Pointers = Links
Pointers are easy to understand, they are just Links.
Yeah, that’s it, if you go low-level they are a address number to a variable, but thinking about them as Links to a website makes more sense, I guess.
The hard stuff is not the concept, but how we apply them — and some of it I think is a language problem.
I mean, in C/C++ at least, when it comes to pointers, they are too abstract.
Let’s say you have a pointer, but the actual value of that pointer is https://dataptr.com, which refers to a variable that contains the actual data.
char data[] = “Actual data”;
char *ptr_data = &data;Now, the * means that I want a pointer, the & means I want the address of the data, the “Link” to the “website” we’re dealing with. — which is, for explaining purposes, https://dataptr.com .
Now, if I do this:
ptr_data = "another data";Will the https://dataptr.com be turned into “another data”?
No, that’s not what is going to happen.
Instead, the data variable will transform into “another data”, it will change the “website”, not the address.
It makes sense? No, but it just works, and that is the problem when you’re trying to learn something — That you can’t understand something that “it just works”.
But anyway, that’s how it happens, if you say a pointer = something you’re actually saying that the value that lives inside the address is gonna be = something.
It’s abstraction when you actually needs to know what you’re doing.
Why would I want pointers?
That’s the same reason why you want websites, with pointers you can access the same data anywhere and change it, without it it’s just a copycat.
Another idea I can think of is saving and loading a game, would you rather play the game till you reach the part you were before or you rather access the data that says “hey, that’s where you are, go on”?
Because that’s what you do when you pass an argument to a function without pointers, you copy the data into it, which means that you repeat what is right there already.

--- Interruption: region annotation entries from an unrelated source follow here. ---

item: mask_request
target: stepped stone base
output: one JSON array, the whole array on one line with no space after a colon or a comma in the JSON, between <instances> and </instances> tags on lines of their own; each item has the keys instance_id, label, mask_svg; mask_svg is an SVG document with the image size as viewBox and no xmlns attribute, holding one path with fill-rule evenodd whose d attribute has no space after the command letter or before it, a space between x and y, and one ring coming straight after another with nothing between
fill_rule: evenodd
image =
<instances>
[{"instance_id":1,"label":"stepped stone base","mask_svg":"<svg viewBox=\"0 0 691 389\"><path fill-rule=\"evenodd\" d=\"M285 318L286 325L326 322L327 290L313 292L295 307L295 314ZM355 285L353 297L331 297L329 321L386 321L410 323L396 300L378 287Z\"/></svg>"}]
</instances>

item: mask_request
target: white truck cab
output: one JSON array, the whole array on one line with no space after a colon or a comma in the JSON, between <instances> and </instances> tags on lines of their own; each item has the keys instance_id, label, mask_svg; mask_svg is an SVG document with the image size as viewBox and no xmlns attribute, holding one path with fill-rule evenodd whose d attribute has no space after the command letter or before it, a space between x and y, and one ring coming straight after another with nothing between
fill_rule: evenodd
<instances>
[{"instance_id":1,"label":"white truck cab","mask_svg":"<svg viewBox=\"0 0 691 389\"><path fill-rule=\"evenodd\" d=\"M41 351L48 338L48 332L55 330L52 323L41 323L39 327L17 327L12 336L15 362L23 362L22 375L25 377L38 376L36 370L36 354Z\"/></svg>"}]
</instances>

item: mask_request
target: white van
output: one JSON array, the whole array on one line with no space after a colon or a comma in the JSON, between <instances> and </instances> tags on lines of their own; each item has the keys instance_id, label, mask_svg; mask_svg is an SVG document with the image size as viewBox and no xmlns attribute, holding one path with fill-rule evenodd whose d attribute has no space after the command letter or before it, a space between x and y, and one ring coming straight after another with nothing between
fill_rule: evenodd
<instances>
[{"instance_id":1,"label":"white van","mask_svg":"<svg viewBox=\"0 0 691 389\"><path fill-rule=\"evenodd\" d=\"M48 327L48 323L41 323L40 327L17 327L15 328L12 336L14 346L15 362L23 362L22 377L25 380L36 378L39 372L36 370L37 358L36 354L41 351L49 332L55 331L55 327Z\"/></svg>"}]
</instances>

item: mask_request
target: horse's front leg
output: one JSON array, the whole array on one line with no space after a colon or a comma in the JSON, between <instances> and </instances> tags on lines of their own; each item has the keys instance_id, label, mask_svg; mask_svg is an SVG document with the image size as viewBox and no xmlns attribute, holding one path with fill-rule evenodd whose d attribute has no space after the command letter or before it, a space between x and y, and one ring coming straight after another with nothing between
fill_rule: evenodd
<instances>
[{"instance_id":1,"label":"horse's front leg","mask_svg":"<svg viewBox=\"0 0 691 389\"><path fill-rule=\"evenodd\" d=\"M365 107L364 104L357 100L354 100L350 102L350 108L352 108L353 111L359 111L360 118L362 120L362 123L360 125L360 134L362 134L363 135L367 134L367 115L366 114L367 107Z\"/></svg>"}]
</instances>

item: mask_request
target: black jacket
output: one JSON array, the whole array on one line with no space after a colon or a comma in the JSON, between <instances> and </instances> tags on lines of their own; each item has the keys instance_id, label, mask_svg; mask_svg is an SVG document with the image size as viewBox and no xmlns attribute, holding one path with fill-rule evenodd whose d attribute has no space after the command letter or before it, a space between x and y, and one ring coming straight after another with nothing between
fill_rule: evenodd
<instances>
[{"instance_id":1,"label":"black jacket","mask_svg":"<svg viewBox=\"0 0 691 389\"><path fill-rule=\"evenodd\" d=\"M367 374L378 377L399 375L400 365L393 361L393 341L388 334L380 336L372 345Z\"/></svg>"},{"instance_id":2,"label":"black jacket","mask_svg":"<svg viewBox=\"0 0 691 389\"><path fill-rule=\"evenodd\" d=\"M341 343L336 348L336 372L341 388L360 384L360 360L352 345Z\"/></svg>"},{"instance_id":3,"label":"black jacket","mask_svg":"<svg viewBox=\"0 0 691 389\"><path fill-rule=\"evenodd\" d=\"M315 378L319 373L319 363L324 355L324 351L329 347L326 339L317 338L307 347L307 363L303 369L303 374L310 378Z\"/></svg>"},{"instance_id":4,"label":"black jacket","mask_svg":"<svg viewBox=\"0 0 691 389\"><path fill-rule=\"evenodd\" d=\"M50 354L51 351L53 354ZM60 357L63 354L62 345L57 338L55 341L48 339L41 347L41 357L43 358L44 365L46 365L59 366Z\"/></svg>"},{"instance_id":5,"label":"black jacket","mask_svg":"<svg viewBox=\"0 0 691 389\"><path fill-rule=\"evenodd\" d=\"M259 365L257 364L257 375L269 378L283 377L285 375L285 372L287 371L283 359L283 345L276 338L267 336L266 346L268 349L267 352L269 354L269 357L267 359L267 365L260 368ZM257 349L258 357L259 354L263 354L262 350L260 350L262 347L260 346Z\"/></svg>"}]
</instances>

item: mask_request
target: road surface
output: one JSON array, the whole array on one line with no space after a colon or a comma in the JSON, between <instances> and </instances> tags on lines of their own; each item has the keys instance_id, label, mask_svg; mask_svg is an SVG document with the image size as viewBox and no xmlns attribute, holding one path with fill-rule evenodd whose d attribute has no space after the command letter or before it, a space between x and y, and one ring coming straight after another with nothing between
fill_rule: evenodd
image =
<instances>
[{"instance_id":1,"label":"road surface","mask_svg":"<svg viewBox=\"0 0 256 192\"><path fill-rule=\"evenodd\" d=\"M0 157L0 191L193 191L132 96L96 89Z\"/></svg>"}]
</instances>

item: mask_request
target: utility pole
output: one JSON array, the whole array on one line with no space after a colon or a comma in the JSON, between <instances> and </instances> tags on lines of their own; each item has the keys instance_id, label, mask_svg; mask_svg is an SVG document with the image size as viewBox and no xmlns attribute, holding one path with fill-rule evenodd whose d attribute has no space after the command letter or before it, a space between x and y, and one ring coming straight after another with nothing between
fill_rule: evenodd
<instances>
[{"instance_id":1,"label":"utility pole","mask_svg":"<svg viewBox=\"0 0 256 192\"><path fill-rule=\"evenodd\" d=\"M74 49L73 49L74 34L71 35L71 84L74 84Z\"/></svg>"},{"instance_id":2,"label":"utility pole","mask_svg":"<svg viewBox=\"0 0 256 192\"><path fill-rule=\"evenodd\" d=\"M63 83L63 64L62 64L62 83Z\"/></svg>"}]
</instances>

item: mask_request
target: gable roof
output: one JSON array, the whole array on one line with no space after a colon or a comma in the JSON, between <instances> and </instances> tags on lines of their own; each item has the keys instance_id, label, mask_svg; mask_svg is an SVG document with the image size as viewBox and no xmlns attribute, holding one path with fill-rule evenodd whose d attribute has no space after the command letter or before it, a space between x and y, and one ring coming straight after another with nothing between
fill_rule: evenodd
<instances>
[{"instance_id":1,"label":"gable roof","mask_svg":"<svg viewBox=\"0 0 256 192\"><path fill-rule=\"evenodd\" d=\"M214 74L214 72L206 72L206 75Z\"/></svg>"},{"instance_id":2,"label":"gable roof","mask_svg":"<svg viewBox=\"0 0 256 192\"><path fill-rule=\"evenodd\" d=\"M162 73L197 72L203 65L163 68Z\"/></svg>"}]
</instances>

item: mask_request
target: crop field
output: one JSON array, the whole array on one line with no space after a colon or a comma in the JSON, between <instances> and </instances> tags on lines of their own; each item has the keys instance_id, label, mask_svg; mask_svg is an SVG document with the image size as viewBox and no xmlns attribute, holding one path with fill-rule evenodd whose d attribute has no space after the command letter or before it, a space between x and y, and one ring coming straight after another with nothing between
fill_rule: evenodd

Now, I want to get the value instead of set it, what will I do?
Will I do this?
char old_data[] = ptr_data;No, I won’t do this. You know why? Because NOW it works as you normally expects to work.
To get the actual value, you need to add the *, like this:
char old_data[] = *ptr_dataYeah, that’s it, I think I understand now, but I probably don’t.
Anyway, pointers are easy.
This is part of a series I’m calling TheDuckTeacher, where I explain to myself concepts that I don’t really understand as I learn them.
Yeah, I came up with this name from the Rubber duck debugging technique.